Wo Ahnungslosigkeit zur Sentimentalität wird

Zum Artikel „Das abrupte Ende einer trügerischen Siesta“, nmz 11/01, Seite 5

Gewiss doch: am 11. September ließ eine Bande ruchloser Terroristen mithilfe amerikanischer Flugzeuge das hehre Gebäude, den Stolz der Nation, in Flammen aufgehen, und noch am gleichen Tage betrauerte das Volk viel Tausende Tote. Denen sollten in kurzer Zeit noch Zehntausende folgen. Der Anführer der Terroristen-Bande hieß Augusto Pinochet. Tatort: Santiago de Chile, 1973.
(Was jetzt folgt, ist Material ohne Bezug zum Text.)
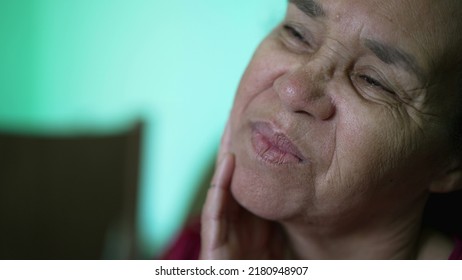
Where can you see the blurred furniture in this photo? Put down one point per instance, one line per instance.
(443, 212)
(69, 197)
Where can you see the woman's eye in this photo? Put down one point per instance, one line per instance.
(375, 84)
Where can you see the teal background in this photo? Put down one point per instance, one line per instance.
(97, 66)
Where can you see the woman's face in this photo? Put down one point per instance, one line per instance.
(341, 113)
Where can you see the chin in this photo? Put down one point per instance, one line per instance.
(267, 195)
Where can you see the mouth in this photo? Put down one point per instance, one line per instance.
(272, 146)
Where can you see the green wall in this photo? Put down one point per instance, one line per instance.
(99, 65)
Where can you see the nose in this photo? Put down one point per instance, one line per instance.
(303, 90)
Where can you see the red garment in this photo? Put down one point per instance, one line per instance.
(187, 245)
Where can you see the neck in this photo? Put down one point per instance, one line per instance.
(395, 238)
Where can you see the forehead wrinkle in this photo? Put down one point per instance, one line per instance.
(394, 56)
(309, 7)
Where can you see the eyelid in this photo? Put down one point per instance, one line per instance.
(376, 77)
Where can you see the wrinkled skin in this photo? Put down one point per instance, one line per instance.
(373, 133)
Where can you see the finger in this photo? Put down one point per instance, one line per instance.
(214, 217)
(225, 145)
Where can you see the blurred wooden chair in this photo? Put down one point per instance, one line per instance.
(69, 197)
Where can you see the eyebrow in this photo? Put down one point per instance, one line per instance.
(309, 7)
(395, 56)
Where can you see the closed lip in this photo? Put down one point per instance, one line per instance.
(268, 138)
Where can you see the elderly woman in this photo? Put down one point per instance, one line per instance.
(346, 119)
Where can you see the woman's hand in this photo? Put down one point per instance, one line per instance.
(228, 230)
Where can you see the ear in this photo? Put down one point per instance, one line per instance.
(450, 179)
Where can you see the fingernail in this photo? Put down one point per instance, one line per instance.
(220, 169)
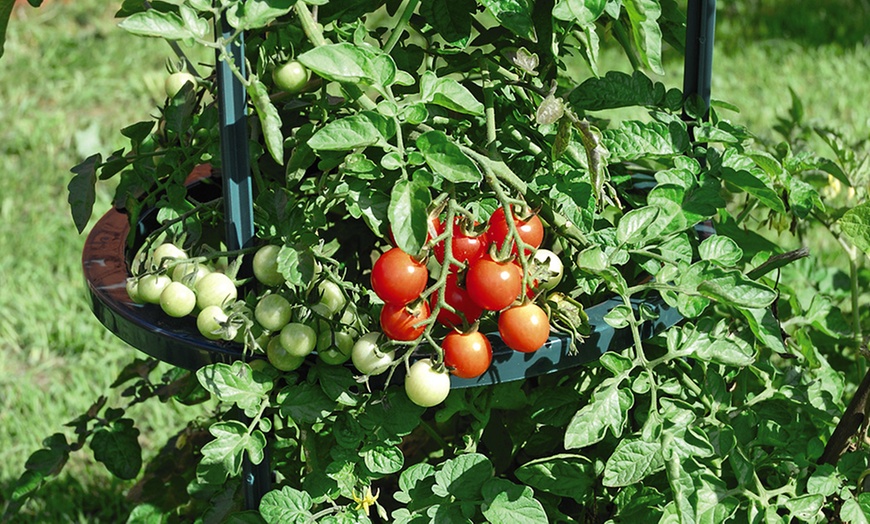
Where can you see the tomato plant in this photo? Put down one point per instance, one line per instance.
(411, 127)
(524, 328)
(493, 285)
(397, 278)
(468, 355)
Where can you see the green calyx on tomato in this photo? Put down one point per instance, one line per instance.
(291, 77)
(524, 328)
(425, 385)
(368, 357)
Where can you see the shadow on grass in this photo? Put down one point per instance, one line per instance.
(67, 499)
(808, 23)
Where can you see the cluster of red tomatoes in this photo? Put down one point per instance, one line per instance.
(477, 280)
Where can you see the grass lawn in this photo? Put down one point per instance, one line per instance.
(70, 80)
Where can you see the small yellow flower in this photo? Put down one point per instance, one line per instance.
(366, 500)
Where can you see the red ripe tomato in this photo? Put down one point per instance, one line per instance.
(397, 278)
(531, 230)
(468, 354)
(459, 299)
(524, 328)
(464, 248)
(493, 285)
(397, 321)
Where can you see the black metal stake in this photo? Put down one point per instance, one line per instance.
(238, 208)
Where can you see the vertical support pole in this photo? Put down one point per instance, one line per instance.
(238, 207)
(235, 160)
(698, 66)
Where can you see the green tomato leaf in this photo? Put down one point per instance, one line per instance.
(509, 503)
(260, 13)
(381, 458)
(720, 249)
(855, 225)
(644, 15)
(235, 384)
(464, 476)
(634, 140)
(82, 191)
(450, 18)
(286, 505)
(617, 89)
(270, 120)
(345, 134)
(632, 461)
(445, 159)
(733, 288)
(223, 456)
(638, 225)
(157, 24)
(117, 447)
(608, 409)
(305, 403)
(515, 15)
(409, 215)
(582, 12)
(564, 475)
(449, 93)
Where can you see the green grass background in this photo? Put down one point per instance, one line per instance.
(70, 79)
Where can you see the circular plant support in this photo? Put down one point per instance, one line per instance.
(177, 342)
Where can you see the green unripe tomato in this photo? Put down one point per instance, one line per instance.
(176, 81)
(298, 339)
(151, 287)
(290, 77)
(215, 289)
(425, 386)
(273, 312)
(132, 286)
(331, 297)
(367, 355)
(266, 265)
(189, 273)
(164, 253)
(280, 358)
(177, 300)
(209, 321)
(334, 347)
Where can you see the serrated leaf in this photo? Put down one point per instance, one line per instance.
(270, 120)
(645, 29)
(449, 93)
(735, 289)
(305, 403)
(617, 89)
(117, 447)
(855, 224)
(223, 456)
(632, 461)
(446, 159)
(509, 503)
(235, 383)
(156, 24)
(345, 134)
(581, 12)
(285, 506)
(82, 191)
(720, 249)
(515, 15)
(409, 215)
(382, 458)
(451, 19)
(564, 475)
(464, 476)
(608, 409)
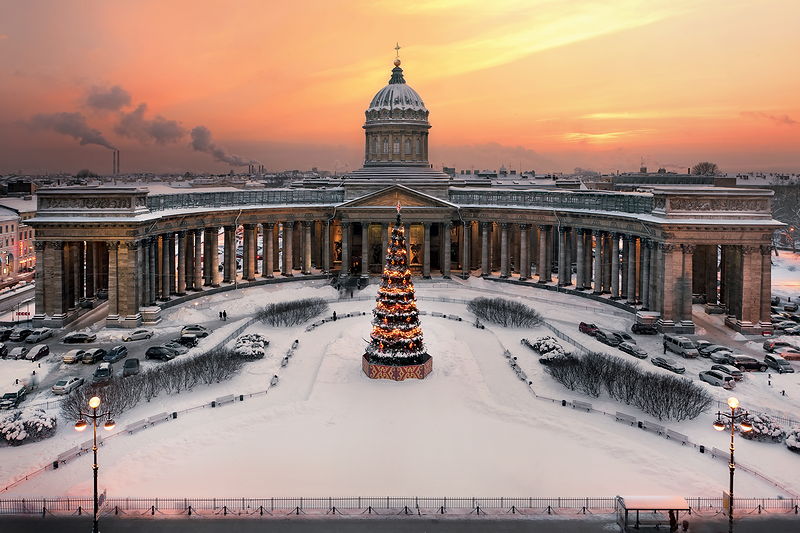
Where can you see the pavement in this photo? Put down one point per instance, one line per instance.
(605, 524)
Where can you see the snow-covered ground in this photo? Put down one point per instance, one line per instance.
(471, 428)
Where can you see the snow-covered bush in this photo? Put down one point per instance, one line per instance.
(793, 439)
(292, 313)
(28, 425)
(504, 312)
(764, 429)
(250, 346)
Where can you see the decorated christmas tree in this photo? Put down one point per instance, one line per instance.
(396, 339)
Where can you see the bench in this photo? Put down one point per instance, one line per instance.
(160, 417)
(225, 399)
(680, 437)
(628, 419)
(577, 404)
(136, 426)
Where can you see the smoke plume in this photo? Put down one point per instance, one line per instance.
(112, 99)
(201, 142)
(72, 124)
(159, 130)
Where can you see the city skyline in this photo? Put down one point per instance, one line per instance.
(533, 85)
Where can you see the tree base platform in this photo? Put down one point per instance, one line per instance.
(397, 373)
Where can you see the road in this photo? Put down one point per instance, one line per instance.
(605, 524)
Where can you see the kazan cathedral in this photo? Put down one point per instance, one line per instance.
(659, 249)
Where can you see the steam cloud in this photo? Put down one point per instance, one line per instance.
(160, 130)
(201, 142)
(112, 99)
(72, 124)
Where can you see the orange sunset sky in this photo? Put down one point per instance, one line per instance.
(544, 85)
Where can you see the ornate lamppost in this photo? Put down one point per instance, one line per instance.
(744, 426)
(80, 425)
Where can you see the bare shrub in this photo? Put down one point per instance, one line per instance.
(292, 313)
(506, 313)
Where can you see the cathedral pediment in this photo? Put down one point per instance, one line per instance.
(392, 195)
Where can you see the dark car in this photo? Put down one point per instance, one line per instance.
(778, 363)
(606, 338)
(745, 362)
(669, 364)
(79, 337)
(160, 352)
(633, 350)
(644, 329)
(115, 354)
(130, 367)
(19, 335)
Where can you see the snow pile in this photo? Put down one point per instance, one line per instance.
(764, 429)
(28, 425)
(251, 346)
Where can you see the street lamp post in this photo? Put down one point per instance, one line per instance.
(744, 426)
(80, 425)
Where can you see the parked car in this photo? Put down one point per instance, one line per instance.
(137, 335)
(130, 367)
(197, 329)
(712, 348)
(177, 347)
(623, 337)
(778, 363)
(160, 352)
(38, 335)
(730, 370)
(77, 337)
(717, 378)
(20, 334)
(644, 329)
(681, 346)
(790, 354)
(93, 355)
(72, 356)
(102, 374)
(772, 345)
(745, 362)
(606, 338)
(116, 353)
(65, 386)
(18, 352)
(669, 364)
(633, 350)
(37, 352)
(11, 400)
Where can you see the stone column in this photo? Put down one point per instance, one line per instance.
(426, 251)
(466, 236)
(181, 263)
(447, 253)
(288, 251)
(307, 247)
(345, 270)
(524, 260)
(544, 269)
(269, 265)
(598, 264)
(615, 266)
(504, 267)
(630, 292)
(485, 270)
(165, 263)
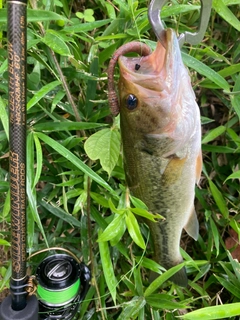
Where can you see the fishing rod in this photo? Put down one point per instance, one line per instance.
(18, 303)
(61, 280)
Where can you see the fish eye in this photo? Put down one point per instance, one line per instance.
(131, 102)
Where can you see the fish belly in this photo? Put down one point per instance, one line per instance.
(166, 186)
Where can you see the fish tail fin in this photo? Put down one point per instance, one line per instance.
(180, 278)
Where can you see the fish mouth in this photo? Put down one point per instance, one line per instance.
(161, 66)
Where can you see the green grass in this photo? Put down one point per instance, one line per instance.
(72, 199)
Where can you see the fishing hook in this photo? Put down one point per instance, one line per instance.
(190, 37)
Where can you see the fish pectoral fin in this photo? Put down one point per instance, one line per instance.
(192, 226)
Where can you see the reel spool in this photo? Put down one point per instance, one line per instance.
(62, 284)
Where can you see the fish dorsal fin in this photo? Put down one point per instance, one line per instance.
(192, 226)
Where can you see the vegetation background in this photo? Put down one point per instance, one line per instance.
(76, 186)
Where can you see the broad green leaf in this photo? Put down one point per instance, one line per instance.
(60, 213)
(105, 146)
(231, 287)
(34, 211)
(56, 43)
(4, 186)
(219, 149)
(235, 99)
(218, 197)
(174, 10)
(162, 278)
(99, 199)
(206, 71)
(6, 207)
(149, 264)
(231, 2)
(234, 175)
(215, 235)
(108, 268)
(134, 230)
(4, 243)
(213, 134)
(226, 13)
(131, 309)
(224, 311)
(39, 159)
(75, 160)
(113, 229)
(146, 214)
(85, 27)
(80, 202)
(35, 15)
(42, 93)
(66, 125)
(161, 301)
(4, 117)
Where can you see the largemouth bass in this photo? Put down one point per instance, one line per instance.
(161, 135)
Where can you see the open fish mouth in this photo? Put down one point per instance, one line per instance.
(161, 66)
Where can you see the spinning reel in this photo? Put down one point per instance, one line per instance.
(62, 285)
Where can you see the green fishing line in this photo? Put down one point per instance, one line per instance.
(58, 297)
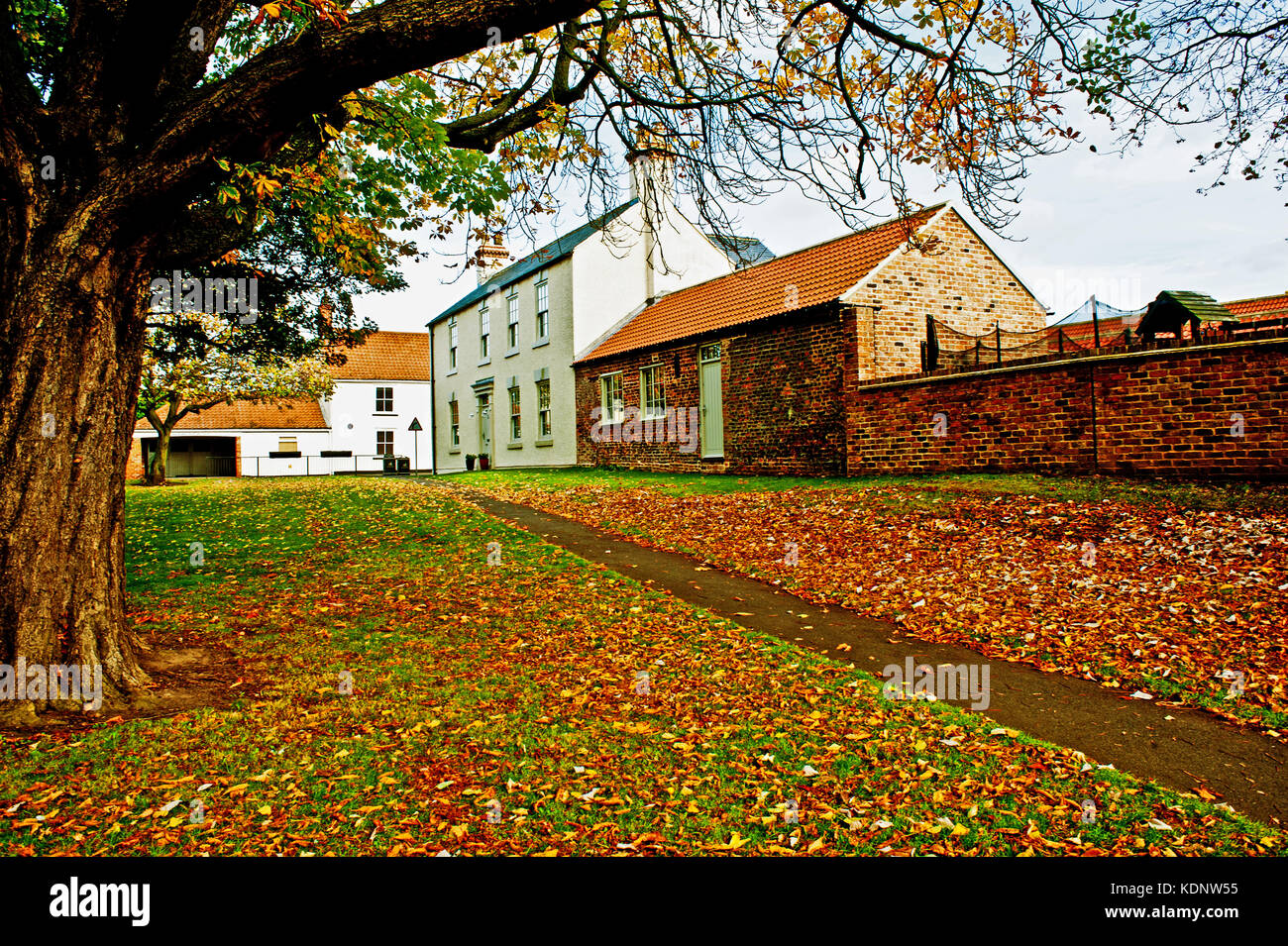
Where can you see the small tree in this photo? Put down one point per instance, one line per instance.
(213, 372)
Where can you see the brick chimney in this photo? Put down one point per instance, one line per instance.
(492, 259)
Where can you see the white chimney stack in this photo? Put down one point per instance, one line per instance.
(653, 185)
(492, 259)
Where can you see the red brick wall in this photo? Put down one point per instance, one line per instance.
(956, 278)
(784, 405)
(1159, 413)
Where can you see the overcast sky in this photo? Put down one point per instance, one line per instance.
(1121, 228)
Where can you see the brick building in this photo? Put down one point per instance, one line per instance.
(752, 372)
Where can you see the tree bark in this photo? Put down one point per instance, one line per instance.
(71, 345)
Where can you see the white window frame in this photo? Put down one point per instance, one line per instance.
(612, 412)
(542, 322)
(651, 408)
(515, 416)
(511, 322)
(545, 425)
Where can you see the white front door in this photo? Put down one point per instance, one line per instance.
(485, 424)
(711, 386)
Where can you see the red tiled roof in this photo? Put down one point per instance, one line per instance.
(1262, 306)
(387, 357)
(300, 413)
(819, 274)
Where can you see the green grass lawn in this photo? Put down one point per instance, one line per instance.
(511, 688)
(1244, 497)
(1185, 581)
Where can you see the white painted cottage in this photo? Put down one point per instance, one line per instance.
(378, 391)
(502, 354)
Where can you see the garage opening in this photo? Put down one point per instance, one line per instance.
(197, 456)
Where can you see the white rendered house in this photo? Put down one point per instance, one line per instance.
(381, 389)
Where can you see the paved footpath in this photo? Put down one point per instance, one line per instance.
(1183, 748)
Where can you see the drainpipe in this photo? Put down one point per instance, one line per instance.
(433, 408)
(1095, 433)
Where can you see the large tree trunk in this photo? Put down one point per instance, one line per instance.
(71, 348)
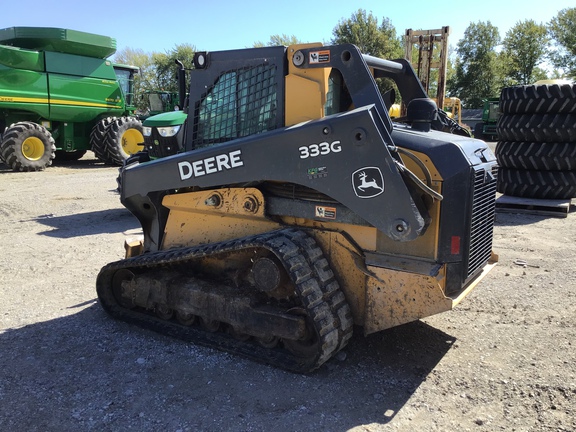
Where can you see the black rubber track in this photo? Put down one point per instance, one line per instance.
(304, 261)
(537, 184)
(539, 99)
(537, 127)
(537, 156)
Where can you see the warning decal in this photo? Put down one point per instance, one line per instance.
(326, 212)
(319, 57)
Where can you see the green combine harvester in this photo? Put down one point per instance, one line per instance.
(60, 95)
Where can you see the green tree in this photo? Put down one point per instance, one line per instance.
(378, 40)
(363, 30)
(279, 40)
(562, 29)
(166, 69)
(524, 48)
(476, 66)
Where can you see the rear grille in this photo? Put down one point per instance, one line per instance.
(482, 221)
(159, 146)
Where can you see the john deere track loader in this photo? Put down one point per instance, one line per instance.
(298, 210)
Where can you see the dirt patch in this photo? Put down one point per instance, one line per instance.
(503, 360)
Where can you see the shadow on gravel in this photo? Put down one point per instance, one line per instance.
(81, 164)
(90, 223)
(86, 371)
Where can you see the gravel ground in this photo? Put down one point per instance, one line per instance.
(503, 360)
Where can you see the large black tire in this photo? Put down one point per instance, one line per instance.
(98, 140)
(536, 156)
(537, 184)
(124, 138)
(538, 99)
(27, 146)
(537, 127)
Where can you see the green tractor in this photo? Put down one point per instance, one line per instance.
(163, 132)
(60, 95)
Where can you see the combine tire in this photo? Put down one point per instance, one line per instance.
(536, 156)
(539, 99)
(124, 138)
(537, 184)
(98, 139)
(537, 127)
(27, 146)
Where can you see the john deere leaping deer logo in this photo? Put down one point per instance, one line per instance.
(368, 182)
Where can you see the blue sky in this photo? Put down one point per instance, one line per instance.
(157, 26)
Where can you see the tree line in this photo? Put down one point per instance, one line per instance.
(481, 64)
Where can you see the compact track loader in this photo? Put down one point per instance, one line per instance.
(297, 210)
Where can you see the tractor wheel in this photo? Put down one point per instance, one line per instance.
(537, 127)
(98, 139)
(536, 156)
(539, 99)
(27, 146)
(479, 130)
(537, 184)
(124, 138)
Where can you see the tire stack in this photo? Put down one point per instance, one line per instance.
(536, 151)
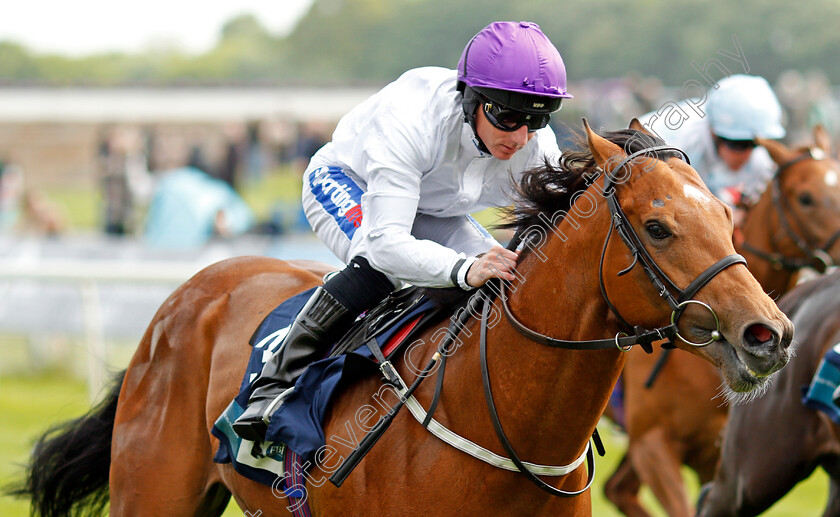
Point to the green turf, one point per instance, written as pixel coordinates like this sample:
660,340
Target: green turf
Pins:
30,404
So mag denn jeder Mensch, selbst jeder Komponist seinen eigenen Moment der Apokalypse erlebt haben: Coventry, Rotterdam, Dresden, Hiroshima, Pjöngjang oder Hanoi in Schutt und Asche, Millionen Tote. An solchen Momenten ist das barbarischste aller Jahrhunderte überreich gewesen, und es ist schwierig auszumachen, ob einer von ihnen eine „welthistorische Zäsur“ war. Selbst der Schlacht im Teutoburger Wald vor nahezu 2.000 Jahren wurde erst im 19. Jahrhundert welthistorische Ehre zuteil. Das römische Imperium, dem amerikanischen in vieler Hinsicht so ähnlich, dauerte noch Jahrhunderte fort.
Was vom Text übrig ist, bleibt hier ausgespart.